Three factors led up to it:

First was a broken promise between a leader and his citizens. President Viktor Yanukovych had long promised to integrate Ukraine with the European Union by signing political and trade deals. In November, he refused to sign.

Second was a lingering Cold War-era fight between Russia and the West for influence over countries in Eastern Europe. While Europe and the United States have made a priority of fostering democracy in the former Soviet republics, the Kremlin sees an ulterior motive: the expansion of Western military and economic power. Perceiving a threat to its big military and economic interests in Ukraine, Russia exerted enormous pressure to scuttle the accords with the European Union.

Third was searing public outrage over the government’s sometimes brutal response to the street protests that followed the president’s about-face on ties with the European Union.


In 2009, the European Union initiated an Eastern Partnership program to tighten ties with former Soviet republics, including Ukraine. Russia immediately registered alarm.

Russia had serious reasons for unease. Its Black Sea naval fleet is based in Ukraine, and pipelines in Ukraine carry Russian natural gas to customers in Europe. European officials dismissed Russia’s concerns — a serious miscalculation given Russia’s control over Ukraine’s gas supply, and eastern Ukraine’s dependence on Russia for business and trade.

Ukraine has long been caught between Europe and Russia, and Yanukovych, elected in 2010, had tried to strike a balance.

By January 2013, he said he intended to join Russia’s Customs Union with other former Soviet Republics and sign political and economic agreements with the E.U.

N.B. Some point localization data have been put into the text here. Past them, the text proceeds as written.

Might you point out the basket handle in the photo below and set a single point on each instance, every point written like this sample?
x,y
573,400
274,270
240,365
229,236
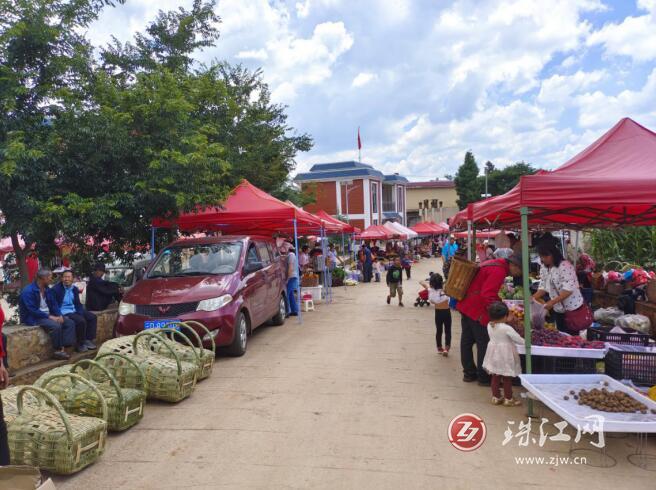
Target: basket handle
x,y
78,378
194,323
43,394
148,333
142,384
174,332
93,364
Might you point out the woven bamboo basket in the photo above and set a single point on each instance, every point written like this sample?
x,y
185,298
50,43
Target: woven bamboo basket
x,y
9,406
125,370
77,395
125,406
48,438
461,274
190,352
207,356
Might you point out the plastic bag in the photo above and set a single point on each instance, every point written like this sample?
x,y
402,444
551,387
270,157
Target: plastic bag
x,y
538,315
639,323
608,316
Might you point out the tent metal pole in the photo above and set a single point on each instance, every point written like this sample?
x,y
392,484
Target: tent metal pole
x,y
469,251
152,242
524,211
298,286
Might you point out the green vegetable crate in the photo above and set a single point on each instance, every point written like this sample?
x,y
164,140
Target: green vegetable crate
x,y
47,437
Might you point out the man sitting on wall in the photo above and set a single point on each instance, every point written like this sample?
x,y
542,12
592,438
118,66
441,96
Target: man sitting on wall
x,y
38,306
101,293
68,299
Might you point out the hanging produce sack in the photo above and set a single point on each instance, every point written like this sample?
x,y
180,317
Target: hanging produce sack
x,y
461,275
77,395
125,406
47,437
206,357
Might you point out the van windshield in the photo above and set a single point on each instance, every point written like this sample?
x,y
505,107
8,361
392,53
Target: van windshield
x,y
197,260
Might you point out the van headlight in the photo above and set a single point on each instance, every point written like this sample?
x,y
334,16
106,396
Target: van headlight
x,y
126,308
214,304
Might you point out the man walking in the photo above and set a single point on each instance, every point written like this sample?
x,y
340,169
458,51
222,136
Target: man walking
x,y
483,291
68,299
38,306
292,282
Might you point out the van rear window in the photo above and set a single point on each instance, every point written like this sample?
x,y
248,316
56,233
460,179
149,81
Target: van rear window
x,y
197,260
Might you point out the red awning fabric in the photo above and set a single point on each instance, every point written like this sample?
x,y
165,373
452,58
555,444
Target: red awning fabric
x,y
344,227
377,232
246,210
479,234
610,183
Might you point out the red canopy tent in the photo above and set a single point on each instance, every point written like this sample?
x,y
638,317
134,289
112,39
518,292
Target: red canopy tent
x,y
479,234
345,227
611,182
247,209
377,232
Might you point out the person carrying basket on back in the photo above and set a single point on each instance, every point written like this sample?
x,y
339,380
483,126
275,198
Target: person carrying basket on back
x,y
482,292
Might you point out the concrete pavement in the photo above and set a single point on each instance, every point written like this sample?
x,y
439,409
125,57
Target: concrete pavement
x,y
355,398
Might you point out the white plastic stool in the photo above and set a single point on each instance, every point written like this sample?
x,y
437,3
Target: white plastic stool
x,y
308,303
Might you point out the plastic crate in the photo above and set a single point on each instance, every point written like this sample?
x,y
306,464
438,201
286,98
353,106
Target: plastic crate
x,y
632,362
631,338
563,365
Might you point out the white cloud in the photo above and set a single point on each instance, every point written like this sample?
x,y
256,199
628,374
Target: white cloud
x,y
598,110
252,54
363,78
634,37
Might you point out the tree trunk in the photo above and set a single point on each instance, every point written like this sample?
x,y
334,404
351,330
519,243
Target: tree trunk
x,y
21,255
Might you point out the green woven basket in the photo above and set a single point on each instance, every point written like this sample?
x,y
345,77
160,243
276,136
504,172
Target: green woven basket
x,y
78,395
124,368
47,437
9,406
207,357
188,353
125,406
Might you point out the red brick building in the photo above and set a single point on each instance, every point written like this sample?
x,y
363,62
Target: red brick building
x,y
355,191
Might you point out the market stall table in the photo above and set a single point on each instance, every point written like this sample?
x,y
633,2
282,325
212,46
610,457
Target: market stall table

Many Ukrainians, especially in the Western part of the country, saw the accords with Europe as symbolic of a larger push to improve their lives with much-needed reforms especially to the economy and the justice system. In March, Yanukovych published a decree directing the government to work toward signing the accords.

Street protests erupted in late November, when it became clear that Yanukovych would not move forward. At several junctures, the rallies seemed about to end, especially after Russia gave Yanukovych $15 billion in loans and natural gas discounts, only to be reignited by government missteps.

These included the beating by police of young protesters on Nov. 30 and the ramming through of new laws severely restricting free speech and assembly.

Tensions simmered until last week, when it seemed Parliament might squelch a deal to reverse constitutional changes that had expanded presidential powers earlier in Yanukovych’s term. Demonstrators marched toward Parliament, setting off what quickly became the most violent clashes yet.